Bump hunting is an important approach to the extraction of insights from Euclidean datasets. Recently, it has been explored for graph datasets for the first time, and a single bump is hunted in an unweighted graph in this exploration. Here, we extend this exploration by hunting multiple bumps in a weighted graph. Given a weighted graph and a set of
query
nodes exhibiting a property of interest, our objective is to find
k
non-overlapping and connected subgraphs, i.e., bumps, in which the discrepancy between the numbers of query and non-query nodes is maximized and the sum of edge costs is minimized simultaneously.

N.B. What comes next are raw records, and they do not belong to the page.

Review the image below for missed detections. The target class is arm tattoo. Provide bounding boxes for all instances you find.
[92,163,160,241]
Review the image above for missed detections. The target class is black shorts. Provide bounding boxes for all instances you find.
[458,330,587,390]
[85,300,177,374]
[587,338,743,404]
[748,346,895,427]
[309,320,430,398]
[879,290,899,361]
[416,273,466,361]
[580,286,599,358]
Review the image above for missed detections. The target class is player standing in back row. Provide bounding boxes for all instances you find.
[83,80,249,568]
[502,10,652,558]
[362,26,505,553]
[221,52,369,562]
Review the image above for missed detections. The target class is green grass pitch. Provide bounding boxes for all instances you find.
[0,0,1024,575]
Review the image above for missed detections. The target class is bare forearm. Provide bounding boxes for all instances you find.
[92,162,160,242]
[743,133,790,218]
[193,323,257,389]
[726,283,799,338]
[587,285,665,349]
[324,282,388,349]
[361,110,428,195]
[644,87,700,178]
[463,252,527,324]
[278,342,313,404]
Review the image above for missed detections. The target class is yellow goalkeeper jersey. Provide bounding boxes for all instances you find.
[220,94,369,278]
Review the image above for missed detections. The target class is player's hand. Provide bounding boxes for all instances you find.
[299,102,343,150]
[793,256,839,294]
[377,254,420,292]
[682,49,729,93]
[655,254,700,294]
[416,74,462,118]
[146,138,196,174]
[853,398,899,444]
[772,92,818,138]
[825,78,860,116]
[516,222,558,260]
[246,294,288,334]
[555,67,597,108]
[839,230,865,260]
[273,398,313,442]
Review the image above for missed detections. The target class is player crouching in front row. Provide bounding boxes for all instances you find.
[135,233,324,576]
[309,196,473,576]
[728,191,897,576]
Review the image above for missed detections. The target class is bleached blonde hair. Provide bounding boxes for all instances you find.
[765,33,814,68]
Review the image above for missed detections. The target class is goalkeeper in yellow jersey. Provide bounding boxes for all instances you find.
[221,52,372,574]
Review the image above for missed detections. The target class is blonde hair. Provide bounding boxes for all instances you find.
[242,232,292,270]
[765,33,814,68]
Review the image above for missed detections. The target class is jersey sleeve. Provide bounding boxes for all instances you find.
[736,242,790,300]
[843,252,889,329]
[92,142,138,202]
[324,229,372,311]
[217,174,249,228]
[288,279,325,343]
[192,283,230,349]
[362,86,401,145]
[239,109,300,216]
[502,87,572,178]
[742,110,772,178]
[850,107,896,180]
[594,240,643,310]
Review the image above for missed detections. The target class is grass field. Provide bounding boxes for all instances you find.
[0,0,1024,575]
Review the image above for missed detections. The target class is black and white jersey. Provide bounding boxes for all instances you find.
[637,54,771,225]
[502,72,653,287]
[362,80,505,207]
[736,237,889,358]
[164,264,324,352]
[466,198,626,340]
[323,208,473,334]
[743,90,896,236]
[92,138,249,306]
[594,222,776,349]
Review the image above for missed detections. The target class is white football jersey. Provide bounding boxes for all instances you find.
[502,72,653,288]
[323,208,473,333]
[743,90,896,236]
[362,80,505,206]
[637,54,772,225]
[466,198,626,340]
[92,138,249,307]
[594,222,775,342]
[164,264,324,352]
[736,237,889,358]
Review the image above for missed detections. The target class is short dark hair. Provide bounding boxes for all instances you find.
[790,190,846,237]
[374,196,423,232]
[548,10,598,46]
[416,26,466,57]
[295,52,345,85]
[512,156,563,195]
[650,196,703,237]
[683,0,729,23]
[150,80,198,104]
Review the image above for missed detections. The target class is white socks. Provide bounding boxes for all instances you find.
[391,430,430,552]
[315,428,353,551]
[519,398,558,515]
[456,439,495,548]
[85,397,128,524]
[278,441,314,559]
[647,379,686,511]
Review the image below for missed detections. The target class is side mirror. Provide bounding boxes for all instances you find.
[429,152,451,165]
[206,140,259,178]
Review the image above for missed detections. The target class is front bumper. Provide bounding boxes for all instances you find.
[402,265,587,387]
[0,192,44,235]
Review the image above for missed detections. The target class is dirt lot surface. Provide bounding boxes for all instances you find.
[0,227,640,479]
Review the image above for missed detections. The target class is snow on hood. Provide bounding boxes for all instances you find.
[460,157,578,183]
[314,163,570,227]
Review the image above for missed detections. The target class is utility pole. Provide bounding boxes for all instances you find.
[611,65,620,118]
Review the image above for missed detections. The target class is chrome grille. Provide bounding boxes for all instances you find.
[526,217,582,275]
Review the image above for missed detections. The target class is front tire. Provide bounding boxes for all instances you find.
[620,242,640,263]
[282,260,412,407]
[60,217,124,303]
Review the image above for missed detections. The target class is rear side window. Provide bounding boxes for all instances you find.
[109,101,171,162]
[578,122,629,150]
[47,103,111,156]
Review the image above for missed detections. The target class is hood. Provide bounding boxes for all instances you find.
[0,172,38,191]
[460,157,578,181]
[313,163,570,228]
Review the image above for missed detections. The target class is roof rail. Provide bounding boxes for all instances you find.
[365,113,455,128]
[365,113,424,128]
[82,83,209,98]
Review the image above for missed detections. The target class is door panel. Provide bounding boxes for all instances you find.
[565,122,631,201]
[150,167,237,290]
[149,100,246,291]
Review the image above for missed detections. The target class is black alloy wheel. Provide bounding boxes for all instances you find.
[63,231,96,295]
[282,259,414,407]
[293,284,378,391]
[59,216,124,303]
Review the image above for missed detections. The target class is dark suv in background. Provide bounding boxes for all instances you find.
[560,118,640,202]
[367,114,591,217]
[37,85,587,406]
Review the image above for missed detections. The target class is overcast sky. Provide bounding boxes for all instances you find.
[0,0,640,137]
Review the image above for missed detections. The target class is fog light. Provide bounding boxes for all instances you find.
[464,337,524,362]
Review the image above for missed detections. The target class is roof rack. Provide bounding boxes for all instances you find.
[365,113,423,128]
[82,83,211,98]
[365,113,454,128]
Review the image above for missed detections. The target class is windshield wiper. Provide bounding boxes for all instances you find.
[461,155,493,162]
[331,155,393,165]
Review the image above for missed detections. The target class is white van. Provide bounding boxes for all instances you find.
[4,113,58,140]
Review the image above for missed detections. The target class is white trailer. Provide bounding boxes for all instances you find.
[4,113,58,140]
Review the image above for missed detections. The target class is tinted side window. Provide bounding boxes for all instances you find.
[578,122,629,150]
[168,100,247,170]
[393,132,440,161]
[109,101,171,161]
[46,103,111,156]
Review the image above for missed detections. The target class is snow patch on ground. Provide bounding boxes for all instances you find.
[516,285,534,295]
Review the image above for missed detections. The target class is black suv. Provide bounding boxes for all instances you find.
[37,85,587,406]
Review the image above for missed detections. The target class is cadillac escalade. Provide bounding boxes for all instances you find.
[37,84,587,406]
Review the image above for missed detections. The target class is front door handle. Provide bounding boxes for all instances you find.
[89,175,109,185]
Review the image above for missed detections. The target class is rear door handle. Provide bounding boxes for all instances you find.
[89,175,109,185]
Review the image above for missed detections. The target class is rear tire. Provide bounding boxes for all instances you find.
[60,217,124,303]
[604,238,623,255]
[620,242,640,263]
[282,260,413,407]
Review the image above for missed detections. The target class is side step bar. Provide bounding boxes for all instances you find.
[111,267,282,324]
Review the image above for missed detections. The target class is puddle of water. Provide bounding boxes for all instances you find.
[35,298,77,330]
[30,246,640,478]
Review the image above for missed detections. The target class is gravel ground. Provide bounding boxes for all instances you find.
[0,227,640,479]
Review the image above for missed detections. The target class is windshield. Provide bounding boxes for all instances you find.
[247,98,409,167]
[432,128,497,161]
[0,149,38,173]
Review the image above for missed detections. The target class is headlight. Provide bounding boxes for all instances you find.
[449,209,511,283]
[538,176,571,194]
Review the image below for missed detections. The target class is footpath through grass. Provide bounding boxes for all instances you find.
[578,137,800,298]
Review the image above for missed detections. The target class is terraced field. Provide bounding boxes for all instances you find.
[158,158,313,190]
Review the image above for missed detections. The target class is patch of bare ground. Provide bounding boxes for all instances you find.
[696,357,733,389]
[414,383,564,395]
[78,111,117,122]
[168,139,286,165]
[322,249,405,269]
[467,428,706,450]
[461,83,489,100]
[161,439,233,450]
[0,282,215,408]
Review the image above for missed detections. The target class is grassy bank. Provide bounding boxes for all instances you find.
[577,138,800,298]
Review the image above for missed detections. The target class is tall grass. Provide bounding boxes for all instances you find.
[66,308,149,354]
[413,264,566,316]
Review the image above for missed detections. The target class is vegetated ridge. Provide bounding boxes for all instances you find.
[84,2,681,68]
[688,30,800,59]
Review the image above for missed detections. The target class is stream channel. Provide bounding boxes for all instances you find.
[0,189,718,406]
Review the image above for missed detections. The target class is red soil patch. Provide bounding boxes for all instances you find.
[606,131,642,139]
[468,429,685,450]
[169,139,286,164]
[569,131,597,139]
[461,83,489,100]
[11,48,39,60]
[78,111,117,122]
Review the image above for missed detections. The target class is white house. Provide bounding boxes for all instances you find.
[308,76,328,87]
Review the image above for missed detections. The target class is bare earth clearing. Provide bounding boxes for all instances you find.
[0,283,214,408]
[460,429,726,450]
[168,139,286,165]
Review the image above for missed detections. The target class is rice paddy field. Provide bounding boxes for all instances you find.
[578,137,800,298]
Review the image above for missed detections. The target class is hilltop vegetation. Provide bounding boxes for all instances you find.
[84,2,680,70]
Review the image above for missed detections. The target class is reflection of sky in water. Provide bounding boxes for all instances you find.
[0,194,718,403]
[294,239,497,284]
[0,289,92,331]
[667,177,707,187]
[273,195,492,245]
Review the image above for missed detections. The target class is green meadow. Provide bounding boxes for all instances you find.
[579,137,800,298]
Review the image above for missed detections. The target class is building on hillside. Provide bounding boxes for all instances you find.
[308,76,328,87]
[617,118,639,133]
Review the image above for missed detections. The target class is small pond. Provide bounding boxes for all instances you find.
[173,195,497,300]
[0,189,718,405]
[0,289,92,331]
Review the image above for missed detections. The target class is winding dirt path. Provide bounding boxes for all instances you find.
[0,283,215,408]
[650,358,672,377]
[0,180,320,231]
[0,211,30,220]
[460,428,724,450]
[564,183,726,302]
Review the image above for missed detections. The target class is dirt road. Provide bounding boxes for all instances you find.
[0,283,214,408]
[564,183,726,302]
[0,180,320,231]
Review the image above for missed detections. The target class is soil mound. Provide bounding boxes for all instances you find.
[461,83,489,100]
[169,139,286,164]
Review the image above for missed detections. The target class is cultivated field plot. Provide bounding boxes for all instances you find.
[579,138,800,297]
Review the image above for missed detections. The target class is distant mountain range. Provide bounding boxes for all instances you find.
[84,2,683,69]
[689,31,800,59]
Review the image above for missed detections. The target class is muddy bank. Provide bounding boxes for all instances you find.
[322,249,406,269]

We prove that our extended bump hunting problem can be transformed to a recently formulated Prize-Collecting Steiner Forest Problem (PCSFP). We further prove that PCSFP is NP-hard even in trees. Then, we propose a fast approximation algorithm for solving PCSFP in trees. Based on this algorithm, we improve the state-of-the-art approximation algorithm for solving PCSFP in graphs, and prove that the solutions of our improvement are always better than or equal to those of the state-of-the-art algorithm. Moreover, we adapt the existing bump hunting algorithms for solving our extended bump hunting problem.
We evaluate our methodology via real datasets, and show that 1) our improvement scales well to large graphs, while producing solutions that dominate those of the state-of-the-art algorithm; and 2) our adaptation of an existing bump hunting algorithm can also produce solutions that are better than those of the state-of-the-art algorithm in some cases.